Supponiamo ora che qualcuno dica: "io mi affido agli altri nel morire, facciano quello che ritengono sia meglio per me". Ecco la terza alternativa: sopportare il morire significa affidarsi agli altri che restano, come se li si nominasse propri sostituti senza voler dire loro come ci debbono sostituire. L'essere umano è capace anche di questo: anche quando deve morire percepisce che la sua morte non riguarda solo lui, ma riguarda anche chi resta, e sopporta di morire perché chi resta rimane anche per chi non c'è più. Ogni vivente è figlio di qualcuno e ha perso qualcuno: cosicché gli è impossibile vivere solo per sé e vivrà anche per i morti. Chi muore, allora, può morire affidando la propria vita a chi resta: o lasciandogli detto cosa vorrebbe che fosse la sua vita attraverso l'altro dopo la morte, o non dicendoglielo. Ma come farà in tal modo a restare unico chi muore? Non somiglia l'affidarsi agli altri nel morire all'affidarsi alla meravigliosa vicenda del dna e al ciclo della vita che continuano dopo la vita individuale e che caratterizzano la concezione biologica dell'esistenza umana? Vivendo attraverso chi lo "rappresenta" in vita, attraverso la vita di chi resta, chi muore cade nell'anonimato, così come quando le molecole organiche del cadavere rientrano nel ciclo dell'azoto o il patrimonio genetico individuale si mescola con quello di un altro individuo nella procreazione? O, peggio ancora, chi muore è destinato a "cadere nelle mani degli altri", come diceva Sartre, cioè ad essere tradito nella sua unicità perché frainteso?

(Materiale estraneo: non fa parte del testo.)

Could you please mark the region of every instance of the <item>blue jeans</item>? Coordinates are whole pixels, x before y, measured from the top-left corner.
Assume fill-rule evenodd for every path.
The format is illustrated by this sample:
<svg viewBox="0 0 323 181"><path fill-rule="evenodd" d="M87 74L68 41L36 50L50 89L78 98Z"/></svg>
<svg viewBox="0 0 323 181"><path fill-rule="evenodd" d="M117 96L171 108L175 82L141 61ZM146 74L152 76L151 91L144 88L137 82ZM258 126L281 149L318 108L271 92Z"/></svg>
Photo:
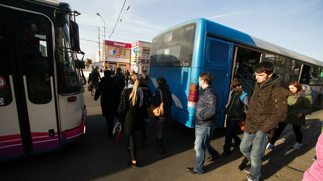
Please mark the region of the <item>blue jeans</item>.
<svg viewBox="0 0 323 181"><path fill-rule="evenodd" d="M243 133L240 151L251 164L248 180L258 181L261 176L262 158L267 142L268 135L260 130L253 134Z"/></svg>
<svg viewBox="0 0 323 181"><path fill-rule="evenodd" d="M238 128L240 121L238 120L227 120L227 129L226 130L226 139L223 146L223 150L230 152L231 149L231 143L232 139L234 140L236 144L239 145L241 142L240 138L238 137L236 133L236 129Z"/></svg>
<svg viewBox="0 0 323 181"><path fill-rule="evenodd" d="M203 173L203 167L205 159L205 151L212 158L220 156L219 152L211 146L212 133L216 129L216 126L205 126L196 125L195 126L195 142L194 148L196 151L195 164L194 169L199 173Z"/></svg>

Non necessariamente. Perché chi resta può, per tutta la vita, continuare a desiderare di sostituirsi all'altro marcandone in tal modo la differenza e l'unicità in quanto il rapporto tra l'io e l'altro non è nell'uomo: né solo un rapporto oggettivante di strumentalizzazione (come è nella vita biologica anche razionalmente evoluta), né solo un rapporto soggettivante di assimilazione dell'altro all'io. Il rapporto tra l'io e l'altro può essere nell'uomo anche un rapporto di "costituzione e implicazione" attraverso la vulnerabilità. Significa che l'altro non solo lo prendo per soddisfare i bisogni, non solo me lo porto dentro per farlo diventare parte di me, ma posso anche avvicinarmi a lui ed esserne "colpito" (e colpirlo) senza ridurlo a cosa, né assimilarlo a me. Ora l'altro è con me restando sé ed è in me senza esser me, ora io sono in me e per me quello che sono "per" l'altro. E così, quando sarò morto, l'altro non potrà ridurmi a cosa, né potrà ridurmi al suo io, io non sarò più in me e per me ma ci sarò per l'altro, per l'altro in quanto altri, cioè in quanto me!

Se sono "unico per me", se mi sento unico, non posso sopportare di morire; se sono normale posso sopportare di morire, ma smetto di essere unico; solo se sono "unico per altri" posso sopportare di morire senza cessare di essere unico.